La dottrina sociale della Chiesa ci parla spesso di quello che deve essere considerato come un buon governo. Del resto questo era l’oggetto della riflessione di Confucio, che ha plasmato tutto l’Oriente.
Se ne occupa anche il popolano di Giuseppe Gioachino Belli, in un un sonetto chiamato Er bon governo del 25 settembre 1836. Ovviamente un popolano, che Belli mette in scena, si occupa di cose molto pratiche e non fa troppi voli alati:
Un bon governo, fijji, nun è cquello
Che vv'abbotta l'orecchie in zempiterno
De visscere pietose e ccor paterno:
Puro er lupo s'ammaschera da aggnello.
Nun ve fate confonne: un bon governo
Se sta zzitto e ssoccorre er poverello.
Er restante, fijjoli, è ttutt'orpello
Pe accecà ll'occhi e ccomparì a l'isterno.
Er vino a bbommercato, er pane grosso,
Li pesi ggiusti, le piggione bbasse,
Bbona la robba che pportàmo addosso...
Ecco cos'ha da fà un governo bbono;
E nnò ppiàggneve er morto, eppoi maggnasse
Quant'avete, e llassavve in abbandono.
Ovviamente qui, come in moltissimi altri sonetti, c’è la critica al governo Pontificio (che si appellava alle “viscere pietose” e al “cuore paterno”) al tempo presieduto dal camaldolese Mauro Cappellari con il nome di Gregorio XVI, un Papa in fondo interessante ma che deve la sua fama negativa proprio ai sonetti del Belli.

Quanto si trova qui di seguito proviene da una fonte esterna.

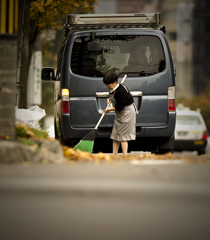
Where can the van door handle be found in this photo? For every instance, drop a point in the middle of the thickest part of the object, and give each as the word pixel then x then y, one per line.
pixel 102 94
pixel 136 93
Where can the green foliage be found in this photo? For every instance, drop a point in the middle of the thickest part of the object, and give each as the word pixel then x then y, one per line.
pixel 26 141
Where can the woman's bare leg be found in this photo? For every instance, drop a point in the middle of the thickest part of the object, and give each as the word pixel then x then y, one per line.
pixel 116 145
pixel 124 145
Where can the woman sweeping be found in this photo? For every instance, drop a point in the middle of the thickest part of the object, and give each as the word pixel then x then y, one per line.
pixel 124 128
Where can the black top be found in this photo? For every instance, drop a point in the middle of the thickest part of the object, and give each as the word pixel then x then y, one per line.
pixel 123 97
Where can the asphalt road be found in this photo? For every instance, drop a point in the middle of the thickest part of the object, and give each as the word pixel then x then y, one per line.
pixel 123 200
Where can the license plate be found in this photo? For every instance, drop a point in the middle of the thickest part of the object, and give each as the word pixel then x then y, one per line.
pixel 198 142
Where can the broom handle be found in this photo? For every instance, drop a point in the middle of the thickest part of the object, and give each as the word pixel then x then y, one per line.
pixel 108 105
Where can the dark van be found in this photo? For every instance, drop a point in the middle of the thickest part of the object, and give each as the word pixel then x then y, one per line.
pixel 131 44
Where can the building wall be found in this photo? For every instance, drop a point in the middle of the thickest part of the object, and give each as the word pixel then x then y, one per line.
pixel 201 42
pixel 8 64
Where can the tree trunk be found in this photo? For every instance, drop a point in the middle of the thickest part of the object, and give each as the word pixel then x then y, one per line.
pixel 23 51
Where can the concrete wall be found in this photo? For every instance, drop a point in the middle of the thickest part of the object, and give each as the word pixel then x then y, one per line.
pixel 8 61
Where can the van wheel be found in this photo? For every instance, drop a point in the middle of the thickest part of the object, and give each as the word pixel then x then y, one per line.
pixel 200 152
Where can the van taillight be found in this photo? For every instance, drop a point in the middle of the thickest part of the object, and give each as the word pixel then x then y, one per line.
pixel 65 100
pixel 204 137
pixel 171 99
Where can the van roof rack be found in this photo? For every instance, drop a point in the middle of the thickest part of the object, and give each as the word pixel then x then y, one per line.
pixel 98 21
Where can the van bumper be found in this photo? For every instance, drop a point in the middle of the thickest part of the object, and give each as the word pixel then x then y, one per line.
pixel 78 133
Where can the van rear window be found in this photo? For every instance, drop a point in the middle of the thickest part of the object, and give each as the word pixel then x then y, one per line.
pixel 134 55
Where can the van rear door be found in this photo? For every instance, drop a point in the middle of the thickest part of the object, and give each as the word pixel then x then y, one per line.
pixel 141 54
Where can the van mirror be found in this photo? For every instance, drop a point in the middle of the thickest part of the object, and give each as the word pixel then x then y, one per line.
pixel 94 46
pixel 48 74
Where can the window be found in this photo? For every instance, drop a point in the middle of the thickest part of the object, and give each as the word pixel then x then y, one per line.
pixel 134 55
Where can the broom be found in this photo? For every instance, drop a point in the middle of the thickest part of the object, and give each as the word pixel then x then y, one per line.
pixel 87 142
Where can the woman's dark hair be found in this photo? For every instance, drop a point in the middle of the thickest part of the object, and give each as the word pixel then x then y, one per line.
pixel 110 78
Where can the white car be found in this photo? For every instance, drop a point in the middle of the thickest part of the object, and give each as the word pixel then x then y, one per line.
pixel 190 132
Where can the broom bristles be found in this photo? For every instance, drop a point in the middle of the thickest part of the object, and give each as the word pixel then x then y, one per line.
pixel 87 143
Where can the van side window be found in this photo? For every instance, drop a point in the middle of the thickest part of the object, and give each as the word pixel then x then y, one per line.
pixel 135 55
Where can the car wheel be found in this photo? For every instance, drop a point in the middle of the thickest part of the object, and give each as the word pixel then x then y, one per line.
pixel 200 152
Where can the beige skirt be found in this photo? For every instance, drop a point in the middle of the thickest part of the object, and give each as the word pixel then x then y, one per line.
pixel 124 124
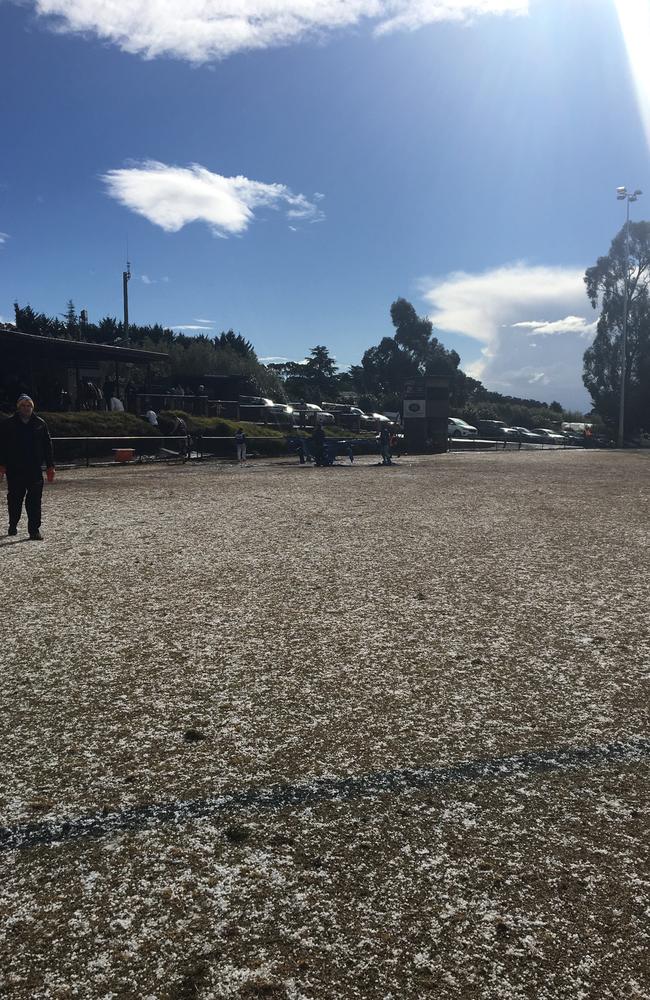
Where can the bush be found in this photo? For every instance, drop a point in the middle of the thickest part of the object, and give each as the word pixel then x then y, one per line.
pixel 93 423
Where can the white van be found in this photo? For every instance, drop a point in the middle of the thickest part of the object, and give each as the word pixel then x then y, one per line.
pixel 460 428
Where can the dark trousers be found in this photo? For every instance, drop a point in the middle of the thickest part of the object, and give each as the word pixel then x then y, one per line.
pixel 27 487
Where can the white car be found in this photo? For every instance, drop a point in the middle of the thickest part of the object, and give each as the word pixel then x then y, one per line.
pixel 460 428
pixel 310 413
pixel 546 434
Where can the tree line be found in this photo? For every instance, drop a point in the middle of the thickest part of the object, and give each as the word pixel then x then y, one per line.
pixel 627 262
pixel 376 384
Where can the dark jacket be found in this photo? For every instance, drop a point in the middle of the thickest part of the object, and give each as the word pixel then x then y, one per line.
pixel 25 447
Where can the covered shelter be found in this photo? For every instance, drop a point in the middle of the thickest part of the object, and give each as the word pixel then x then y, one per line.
pixel 58 373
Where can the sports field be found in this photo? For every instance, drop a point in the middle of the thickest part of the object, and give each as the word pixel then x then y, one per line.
pixel 310 734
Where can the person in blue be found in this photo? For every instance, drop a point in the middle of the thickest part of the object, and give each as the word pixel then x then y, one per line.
pixel 25 447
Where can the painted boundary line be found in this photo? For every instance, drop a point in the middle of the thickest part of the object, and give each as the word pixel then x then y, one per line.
pixel 97 825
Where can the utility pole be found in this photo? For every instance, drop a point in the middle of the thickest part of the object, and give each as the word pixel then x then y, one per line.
pixel 126 277
pixel 622 194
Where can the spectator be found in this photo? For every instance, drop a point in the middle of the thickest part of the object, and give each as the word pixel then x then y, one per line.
pixel 240 444
pixel 109 391
pixel 318 444
pixel 25 446
pixel 384 446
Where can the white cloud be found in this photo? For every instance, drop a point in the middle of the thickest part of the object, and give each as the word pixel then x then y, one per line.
pixel 192 326
pixel 493 308
pixel 204 30
pixel 146 280
pixel 570 324
pixel 274 359
pixel 171 197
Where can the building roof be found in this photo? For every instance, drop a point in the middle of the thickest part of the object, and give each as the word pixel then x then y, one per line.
pixel 13 343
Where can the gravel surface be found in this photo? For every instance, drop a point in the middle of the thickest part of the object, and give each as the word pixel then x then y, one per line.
pixel 202 664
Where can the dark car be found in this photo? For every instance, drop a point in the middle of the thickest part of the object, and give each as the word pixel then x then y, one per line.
pixel 494 429
pixel 525 436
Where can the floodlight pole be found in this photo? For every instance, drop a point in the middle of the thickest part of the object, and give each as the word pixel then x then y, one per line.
pixel 622 194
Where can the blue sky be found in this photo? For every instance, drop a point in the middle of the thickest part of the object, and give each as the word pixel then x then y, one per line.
pixel 291 174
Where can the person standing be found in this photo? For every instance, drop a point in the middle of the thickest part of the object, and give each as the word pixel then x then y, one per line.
pixel 318 444
pixel 384 446
pixel 240 444
pixel 25 446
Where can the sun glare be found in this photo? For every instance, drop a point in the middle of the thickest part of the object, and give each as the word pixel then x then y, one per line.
pixel 634 17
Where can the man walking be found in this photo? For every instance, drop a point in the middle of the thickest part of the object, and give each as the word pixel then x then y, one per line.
pixel 25 446
pixel 384 446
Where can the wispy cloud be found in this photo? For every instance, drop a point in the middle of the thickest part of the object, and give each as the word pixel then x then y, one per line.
pixel 204 30
pixel 202 328
pixel 146 280
pixel 171 197
pixel 493 308
pixel 274 359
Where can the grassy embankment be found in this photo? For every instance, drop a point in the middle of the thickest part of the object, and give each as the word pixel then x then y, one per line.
pixel 262 439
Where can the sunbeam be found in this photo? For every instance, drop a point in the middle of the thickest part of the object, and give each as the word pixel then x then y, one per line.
pixel 634 16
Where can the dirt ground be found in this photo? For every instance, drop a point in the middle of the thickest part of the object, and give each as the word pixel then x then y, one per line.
pixel 309 734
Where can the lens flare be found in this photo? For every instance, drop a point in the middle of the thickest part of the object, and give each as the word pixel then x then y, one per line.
pixel 634 17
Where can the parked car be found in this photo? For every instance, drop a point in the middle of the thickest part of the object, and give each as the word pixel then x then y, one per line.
pixel 310 414
pixel 525 436
pixel 551 437
pixel 347 415
pixel 460 428
pixel 261 408
pixel 495 429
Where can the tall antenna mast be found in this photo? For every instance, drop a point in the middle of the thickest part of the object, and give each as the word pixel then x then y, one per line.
pixel 126 277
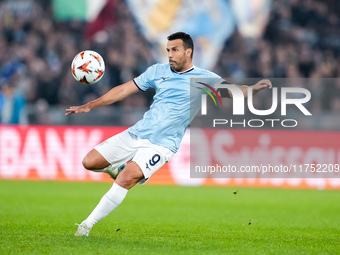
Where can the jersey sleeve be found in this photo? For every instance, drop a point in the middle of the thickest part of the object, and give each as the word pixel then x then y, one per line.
pixel 146 79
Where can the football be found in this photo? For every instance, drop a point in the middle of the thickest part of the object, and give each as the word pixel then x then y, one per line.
pixel 88 67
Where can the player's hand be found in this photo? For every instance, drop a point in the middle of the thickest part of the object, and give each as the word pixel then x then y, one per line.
pixel 262 84
pixel 77 109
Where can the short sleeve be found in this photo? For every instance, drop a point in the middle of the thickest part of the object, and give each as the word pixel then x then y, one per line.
pixel 146 79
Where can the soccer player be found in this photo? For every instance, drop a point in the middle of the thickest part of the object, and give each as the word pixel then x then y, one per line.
pixel 153 140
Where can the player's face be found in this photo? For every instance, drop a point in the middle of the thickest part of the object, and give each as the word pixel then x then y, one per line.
pixel 179 58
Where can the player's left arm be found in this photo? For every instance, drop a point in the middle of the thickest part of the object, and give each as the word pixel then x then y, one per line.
pixel 262 84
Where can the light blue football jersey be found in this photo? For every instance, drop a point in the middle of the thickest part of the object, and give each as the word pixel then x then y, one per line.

La gente semplice non chiede altro che tasse giuste, disponibilità di cibo e vestiti, affitti bassi e via dicendo, insomma tutto quello che gli si rende necessario per una vita decorosa. Non che si compiangano le persone quando muoiono e poi comunque mangiarsi tutto quello che hanno.
Certo sembra una visione utopica e non che i governi civili in questo abbiano brillato di più di quello Pontificio. Eppure si dovrebbe tornare a considerare l’importanza dell’arte di governare perché solo dove c’è un governo giusto fiorisce poi la virtù di religione.